UPDATED June 16, 2014:

You can capture some of the flavor in the following discussions:

"When one introduces realistic clocks, quantum mechanics ceases to be unitary and a fundamental mechanism of decoherence of quantum states arises. We estimate the rate of universal loss of unitarity using optimal realistic clocks. In particular we observe that the rate is rapid enough to eliminate the black hole information puzzle: all information is lost through the fundamental decoherence before the black hole can evaporate."(http://arxiv.org/abs/hep-th/0406260)But, while "unitarity" has a usual meaning in quantum mechanics to the effect of, all the calculated probabilities of different possibilities add up to 100%, it isn't totally clear that this is real what the authors mean when they talk about unitarity in this context. As Physics Forum moderator Marcus explains:

"...general relativity is a generally covariant theory where one needs to describe the evolution in a relational way. One ends up describing how certain objects change when other objects, taken as clocks, change. At the quantum level this relational description will compare the outcomes of measurements of quantum objects."(http://arxiv.org/abs/gr-qc/0603090)

"...as ordinarily formulated, quantum mechanics involves an idealization. That is, the use of a perfect classical clock to measure times. Such a device clearly does not exist in nature, since all measuring devices are subject to some level of quantum fluctuations. The equations of quantum mechanics, when cast in terms of the variable that is really measured by a clock in the laboratory, differ from the traditional Schroedinger description. Although this is an idea that arises naturally in ordinary quantum mechanics, it is of paramount importance when one is discussing quantum gravity. This is due to the fact that general relativity is a generally covariant theory where one needs to describe the evolution in a relational way..."(http://arxiv.org/abs/quant-ph/0608243)

So then the question comes back: what does "unitary" mean, in this field theory context, where we no longer have a "wave function" telling simply the amplitude of a particle to be at some particular place at some moment. I think now unitary means more something like preserving information, or preserving coherence, predictability. It is not as clear what the intuitive meaning is.It is also not clear how much of the "fundamental decoherence" that arises when you try to migrate ordinary quantum mechanics from 4 dimensional Minkowski space where only special relativity holds to the space of general relativity is actually a physical effect, and how much of this is really a function of not being clever enough in how quantum mechanical equations are generalized into a general relativistic context.

Obviously, to the extent that a loss of unitarity takes its conventional meaning of the probability of all possibilities adding up to 100%, we know that in the real world, (whose "equations" are properly formulated) the probabilities of all possibilities still do add up to 100%. We don't get "blue screens of death" where the numbers simply don't add up and "nothing" happens, or more than one outcome happens simultaneously, in the same universe, in the real world.

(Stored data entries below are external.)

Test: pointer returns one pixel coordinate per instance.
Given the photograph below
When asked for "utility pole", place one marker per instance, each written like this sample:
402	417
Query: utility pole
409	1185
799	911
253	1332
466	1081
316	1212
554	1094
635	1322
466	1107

But, it could be that the lack of the fixed time scale in general relativity and the probabilistic nature of quantum mechanics, do conspire in the real world to erase "information" that would otherwise be preserved in either of those theories acting alone, although I suspect this might an ambiguity between two or more possible sets of information, rather than infinitely many possibilities, in the real world absent highly contrived circumstances that would never actually occur.